Task Launcher – Full Modal Experience
Once customers choose a path to migrate their users, the task launcher opens in a modal experience, showing the simple steps to complete the required tasks. An example of BitTitan’s target market is universities with 40k+ users who need to migrate from Office 365 to Gmail or vice versa. The Overview is the first step, which provides clear customer guidance and a video tutorial showing how easy it is to deploy the DMA agent to all its students.

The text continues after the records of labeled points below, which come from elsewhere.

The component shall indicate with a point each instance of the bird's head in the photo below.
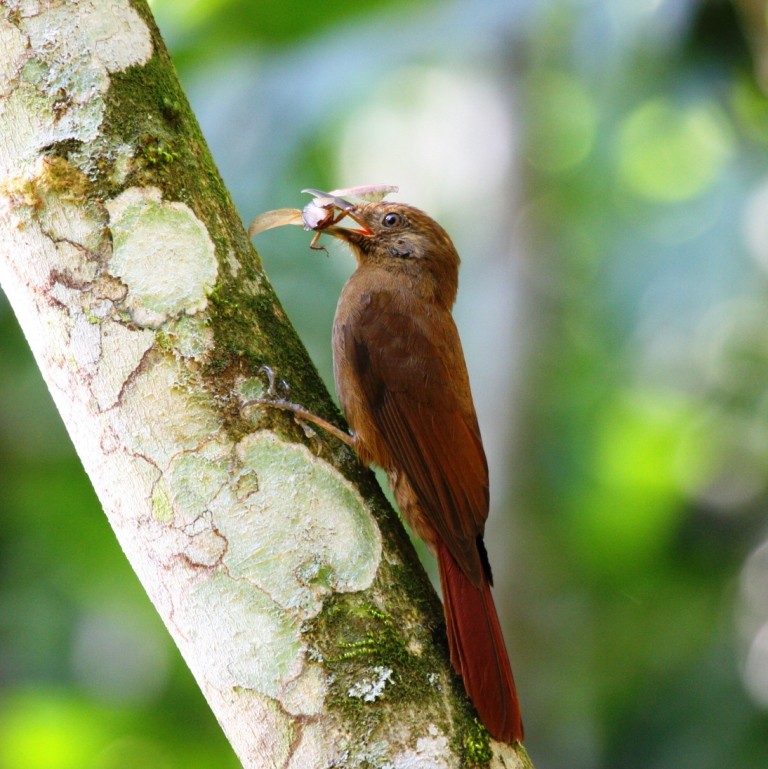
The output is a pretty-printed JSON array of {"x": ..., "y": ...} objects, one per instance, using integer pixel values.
[{"x": 402, "y": 239}]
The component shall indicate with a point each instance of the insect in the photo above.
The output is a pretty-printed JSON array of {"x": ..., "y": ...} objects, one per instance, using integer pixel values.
[{"x": 324, "y": 210}]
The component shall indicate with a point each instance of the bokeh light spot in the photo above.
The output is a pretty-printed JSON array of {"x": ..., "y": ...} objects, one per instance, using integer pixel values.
[
  {"x": 670, "y": 153},
  {"x": 562, "y": 121}
]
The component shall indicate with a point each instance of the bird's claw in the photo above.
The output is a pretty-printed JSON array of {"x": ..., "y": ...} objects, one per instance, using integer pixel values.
[{"x": 281, "y": 401}]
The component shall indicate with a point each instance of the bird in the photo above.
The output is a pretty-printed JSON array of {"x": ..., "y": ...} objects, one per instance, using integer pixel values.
[{"x": 403, "y": 386}]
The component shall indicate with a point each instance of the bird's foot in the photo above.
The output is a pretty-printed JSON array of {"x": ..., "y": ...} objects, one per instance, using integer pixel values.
[{"x": 277, "y": 396}]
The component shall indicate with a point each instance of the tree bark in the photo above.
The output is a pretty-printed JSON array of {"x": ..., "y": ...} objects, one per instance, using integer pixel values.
[{"x": 284, "y": 578}]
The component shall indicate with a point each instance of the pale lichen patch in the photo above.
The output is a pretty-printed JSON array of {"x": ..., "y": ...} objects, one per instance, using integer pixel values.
[
  {"x": 122, "y": 349},
  {"x": 194, "y": 479},
  {"x": 254, "y": 644},
  {"x": 306, "y": 533},
  {"x": 159, "y": 417},
  {"x": 305, "y": 695},
  {"x": 164, "y": 255},
  {"x": 13, "y": 44},
  {"x": 431, "y": 753},
  {"x": 58, "y": 82}
]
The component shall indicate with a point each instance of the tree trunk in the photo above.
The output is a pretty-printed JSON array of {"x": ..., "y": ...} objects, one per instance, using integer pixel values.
[{"x": 287, "y": 583}]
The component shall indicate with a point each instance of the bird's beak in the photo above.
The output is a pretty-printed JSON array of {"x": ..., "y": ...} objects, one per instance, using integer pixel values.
[{"x": 345, "y": 233}]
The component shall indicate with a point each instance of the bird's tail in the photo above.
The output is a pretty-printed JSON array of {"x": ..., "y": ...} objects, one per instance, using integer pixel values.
[{"x": 478, "y": 652}]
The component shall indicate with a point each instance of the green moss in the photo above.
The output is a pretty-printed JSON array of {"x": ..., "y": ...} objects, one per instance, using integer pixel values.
[
  {"x": 157, "y": 151},
  {"x": 63, "y": 179},
  {"x": 477, "y": 745}
]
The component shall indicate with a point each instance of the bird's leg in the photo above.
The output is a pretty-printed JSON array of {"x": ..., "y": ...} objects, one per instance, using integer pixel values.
[{"x": 274, "y": 400}]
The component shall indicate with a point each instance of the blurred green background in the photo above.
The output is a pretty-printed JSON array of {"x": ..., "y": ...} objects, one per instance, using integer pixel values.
[{"x": 603, "y": 168}]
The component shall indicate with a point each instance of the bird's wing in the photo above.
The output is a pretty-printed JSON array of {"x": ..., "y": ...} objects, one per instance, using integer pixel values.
[{"x": 416, "y": 388}]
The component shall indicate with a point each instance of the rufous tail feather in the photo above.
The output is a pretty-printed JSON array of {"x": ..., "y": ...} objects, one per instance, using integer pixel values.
[{"x": 478, "y": 652}]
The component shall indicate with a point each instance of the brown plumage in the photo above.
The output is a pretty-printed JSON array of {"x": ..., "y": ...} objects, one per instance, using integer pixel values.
[{"x": 403, "y": 386}]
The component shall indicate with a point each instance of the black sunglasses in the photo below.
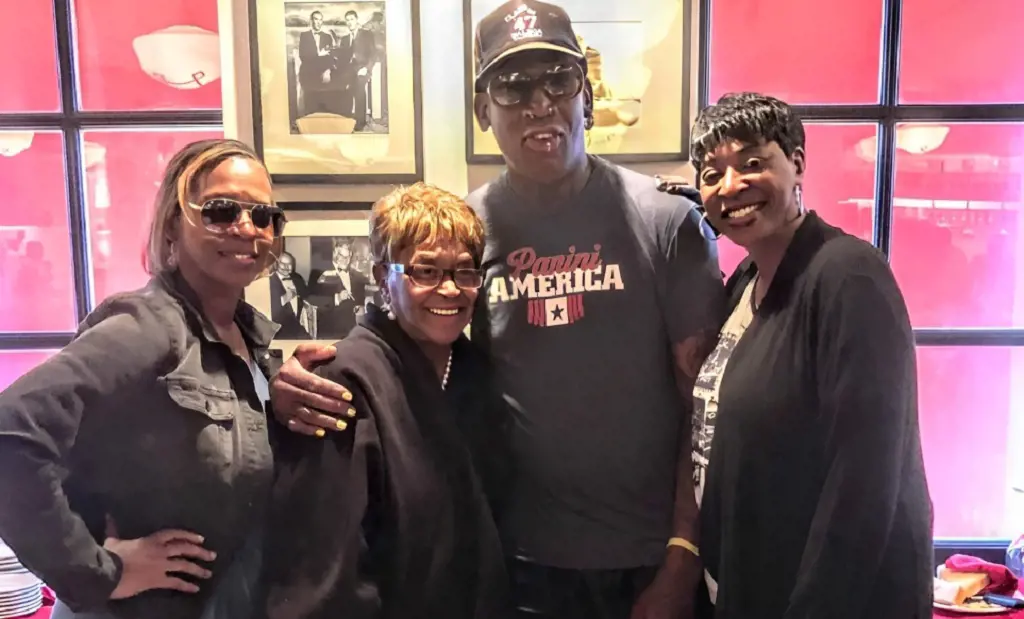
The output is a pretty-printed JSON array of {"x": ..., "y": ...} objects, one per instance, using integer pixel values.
[
  {"x": 431, "y": 277},
  {"x": 558, "y": 83},
  {"x": 219, "y": 213}
]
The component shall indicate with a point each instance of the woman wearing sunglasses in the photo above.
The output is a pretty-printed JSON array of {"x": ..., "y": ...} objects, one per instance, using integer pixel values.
[
  {"x": 389, "y": 520},
  {"x": 135, "y": 464}
]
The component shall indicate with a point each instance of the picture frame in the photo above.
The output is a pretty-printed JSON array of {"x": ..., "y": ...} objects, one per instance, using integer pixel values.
[
  {"x": 642, "y": 87},
  {"x": 325, "y": 206},
  {"x": 322, "y": 283},
  {"x": 314, "y": 66}
]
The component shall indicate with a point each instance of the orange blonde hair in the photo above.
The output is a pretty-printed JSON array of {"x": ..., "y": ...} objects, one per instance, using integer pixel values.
[{"x": 423, "y": 214}]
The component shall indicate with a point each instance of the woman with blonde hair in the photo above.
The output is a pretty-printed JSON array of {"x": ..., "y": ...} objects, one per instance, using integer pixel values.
[
  {"x": 135, "y": 462},
  {"x": 394, "y": 519}
]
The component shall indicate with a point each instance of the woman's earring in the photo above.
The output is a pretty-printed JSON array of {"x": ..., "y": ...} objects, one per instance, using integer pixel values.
[
  {"x": 387, "y": 307},
  {"x": 706, "y": 225}
]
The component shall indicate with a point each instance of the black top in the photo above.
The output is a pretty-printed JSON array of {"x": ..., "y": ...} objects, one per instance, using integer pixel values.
[
  {"x": 815, "y": 503},
  {"x": 145, "y": 417},
  {"x": 390, "y": 519}
]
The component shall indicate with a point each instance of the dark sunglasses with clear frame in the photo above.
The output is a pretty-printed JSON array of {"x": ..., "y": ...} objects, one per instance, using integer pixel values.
[
  {"x": 513, "y": 88},
  {"x": 219, "y": 213},
  {"x": 429, "y": 276}
]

Device Management Agent (Empty State): Since I designed the deployment agent (DMA) application, creating the user invite workflow for setting up and deploying the agent from the platform is essential. The empty state lets customers choose how the DMA agent is installed on their systems.

The Beginning – Overview
A Device Management Agent (DMA) is the quickest and easiest way to remotely deploy and configure software applications on end users’ desktops or mobile devices without IT physically touching the computer. DMA helps companies of all sizes deploy new software applications remotely and can migrate mailboxes to the cloud with a few simple user tasks.
Results — The redesign increased the customer success rate by around 80%. The redesign improved customer satisfaction, and the animation reduced the number of users closing the app.
HEARTBEAT – Animation
I thought it would be a nice touch to add a little bit of eye candy (.gif animation is only supported) to let the user know the app is progressing in the configuration process. Deploying services on customers’ systems takes time. I worked with a dev (1:1) and we pushed the design by adding the animation and overhauling the entire app.

The Design Challenge
Once installed, the Agent App automatically installs services, or users can install them remotely. The App was developed as a universal shell app (C++) compatible with any OS. I was tasked with redesigning the client app to improve the customer journey. I tried to push the design, but the app’s technology limitations limited me.
Deployment Pro Agent (DMA): Before – After
The original Deployment Pro remote client agent looked like malware, with a high customer drop-off rate because the customer thought they had installed malware.